Его роль и влияние в городе постепенно росли, и пошла молва, что он хочет единовластвовать. Завистников у него было достаточно - те же Альбицци, Перуцци и Строцци отчаянно завидовали счастливцу. Их страстным желанием было изгнать Медичи из Флоренции, но для этого нужны были веские обвинения, а не сказки о претензиях Козимо на королевскую корону. Как известно еще из Библии, кто ищет, тот обрящет, и скоро предлог был изобретен. Флоренция вела затяжную войну с ничтожным княжеством Лукка и уже потратила на нее массу денег, нанимая кондотьеров с их отрядами, так как собственных войск не имела - а успеха все не предвиделось. И вот нашелся здравый человек, который заявил, что нечего выбрасывать деньги на ветер - бесполезную войну следует прекратить, а цели добиваться иными средствами. Если же это невозможно, нужно, по крайней мере, значительно сократить расходы. Когда Козимо хотел, то своим красноречием он мог убедить даже дубы во фьезоланских рощах. Синьория избрала второй, предложенный им путь: выплаты кондотьерам были сокращены.

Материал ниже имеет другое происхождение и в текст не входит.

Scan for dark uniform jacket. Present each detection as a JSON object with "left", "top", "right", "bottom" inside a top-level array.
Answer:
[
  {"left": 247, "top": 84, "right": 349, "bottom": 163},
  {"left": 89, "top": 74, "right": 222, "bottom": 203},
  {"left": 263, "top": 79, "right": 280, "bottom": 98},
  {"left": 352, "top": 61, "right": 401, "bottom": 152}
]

На беду Козимо, очередной поход против Лукки закончился поражением, в котором обвинили его. Заодно припомнили и то, что папа Евгений IV как-то в беседе обмолвился в порыве благодарности: Козимо по всем статьям уже король, которому не хватает только короны. Связав все воедино, кое-где притянув доводы за уши, кое-где сгладив нестыковки, враги обвинили Козимо в предательстве интересов родного города и в возбуждении смуты для того, чтобы добиться своих заветных целей. И хотя обвинение было дутым - меньше всего Козимо можно было заподозрить в измене - его пригласили в Синьорию для объяснения своего поведения. Для вызываемого такое приглашение часто кончалось плохо; тем не менее Медичи отправился на разбирательство, был схвачен и отправлен в городскую тюрьму.

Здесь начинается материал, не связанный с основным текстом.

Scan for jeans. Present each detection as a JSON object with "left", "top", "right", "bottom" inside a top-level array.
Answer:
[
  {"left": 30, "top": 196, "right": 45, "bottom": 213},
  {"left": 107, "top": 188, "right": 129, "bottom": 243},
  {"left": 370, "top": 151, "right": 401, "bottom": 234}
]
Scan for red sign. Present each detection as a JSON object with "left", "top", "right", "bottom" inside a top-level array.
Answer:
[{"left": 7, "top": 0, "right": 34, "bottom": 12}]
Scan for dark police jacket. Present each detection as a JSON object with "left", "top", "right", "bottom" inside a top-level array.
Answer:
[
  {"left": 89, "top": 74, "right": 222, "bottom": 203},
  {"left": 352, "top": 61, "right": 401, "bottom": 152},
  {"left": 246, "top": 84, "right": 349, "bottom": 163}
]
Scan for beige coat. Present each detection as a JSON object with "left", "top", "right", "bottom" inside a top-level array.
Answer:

За свою полувековую жизнь Мариано Филипепи пережил много свар в родном городе, так что вместе со своим великим земляком Данте мог бы сказать:

Гордись, Фьоренца, долей величавой!
Ты над землей и морем бьешь крылом,
И самый Ад твоей наполнен славой![3]

Но те тревожные четыре дня он сохранил в своей памяти и не любил говорить об этом, ибо повел себя тогда не самым лучшим образом. Брошенный в узилище "по требованию народа", Козимо все это время голодал, ибо боялся отравы. А у стен тюрьмы бушевали толпы горожан, среди которых был и Мариано. В принципе, им было все равно, будет захвачена Лукка или нет, но они, охочие до зрелищ, как любая толпа, требовали казни "предателя". И все же на пятый день заключенный бежал - ведь деньги открывают самые прочные двери и в целости и сохранности проводят через любую толпу. Козимо уговорил одного из своих стражей передать гонфалоньеру - главе Синьории - тысячу флоринов, после чего вышел на волю. Так он уже во второй раз избежал смерти - было от чего рано поседеть!

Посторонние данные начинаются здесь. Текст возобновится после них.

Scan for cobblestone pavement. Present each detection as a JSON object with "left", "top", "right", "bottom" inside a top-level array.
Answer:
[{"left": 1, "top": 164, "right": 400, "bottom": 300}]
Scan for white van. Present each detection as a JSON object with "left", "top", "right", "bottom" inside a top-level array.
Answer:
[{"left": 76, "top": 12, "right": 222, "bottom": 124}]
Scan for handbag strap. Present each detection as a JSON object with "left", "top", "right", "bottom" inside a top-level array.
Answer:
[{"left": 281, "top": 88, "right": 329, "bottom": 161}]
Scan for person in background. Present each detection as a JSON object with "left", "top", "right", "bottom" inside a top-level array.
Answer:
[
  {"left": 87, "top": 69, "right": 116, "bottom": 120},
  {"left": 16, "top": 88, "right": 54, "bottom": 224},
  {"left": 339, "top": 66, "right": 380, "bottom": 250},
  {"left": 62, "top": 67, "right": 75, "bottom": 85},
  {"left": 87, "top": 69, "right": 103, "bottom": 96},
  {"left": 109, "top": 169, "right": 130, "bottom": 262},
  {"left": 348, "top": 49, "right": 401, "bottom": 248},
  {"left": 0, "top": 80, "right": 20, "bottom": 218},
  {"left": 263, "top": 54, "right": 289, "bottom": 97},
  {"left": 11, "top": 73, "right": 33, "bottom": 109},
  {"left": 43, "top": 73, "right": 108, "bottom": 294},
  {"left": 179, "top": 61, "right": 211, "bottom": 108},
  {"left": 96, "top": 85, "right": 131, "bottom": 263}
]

Бежав в Венецию, Козимо не стал, подобно другим, сколачивать армии и союзы для похода на Флоренцию, нанимать кондотьеров, хотя денег на это у него хватило бы. Он поступил иначе: начал переводить активы своего банка в Венецию, как говорили, с намерением обосноваться здесь навсегда. Из Флоренции потянулись к нему те, кто дружил с ним или был к нему близок - живописцы, ваятели, философы, купцы. В частности, к нему переехал Микелоццо Микелоцци, тот самый, который построил базилику Сан-Марко и теперь возводил дворец для Медичи.

Если бы до Флоренции дошла весть о предстоящем нашествии сарацинов, она наделала бы меньше переполоха, чем слух о намерении Козимо забрать из города свои деньги. Даже самому глупому флорентийцу было ясно: случись это, торговую республику ожидает полный крах. Венеция не упустит такой возможности, чтобы разорить конкурента. Первыми это поняли ремесленники - без поддержки Козимо они долго не удержатся на плаву. Цехи подняли народ, и "тощий люд" снова, в который уже раз, взбунтовался; те, кто недавно требовал для Козимо смерти, теперь снова вышли на площадь, но уже с требованием вернуть его в город. В адрес Синьории сыпались недвусмысленные угрозы. Мариано снова был вместе с народом и с неменьшим усердием требовал исправить ошибку правосудия. И опять Синьория подчинилась "воле народа"; в Венецию были отправлены гонцы с просьбой к Козимо простить проявленную в его отношении несправедливость и возвратиться в родной город. Медичи простил.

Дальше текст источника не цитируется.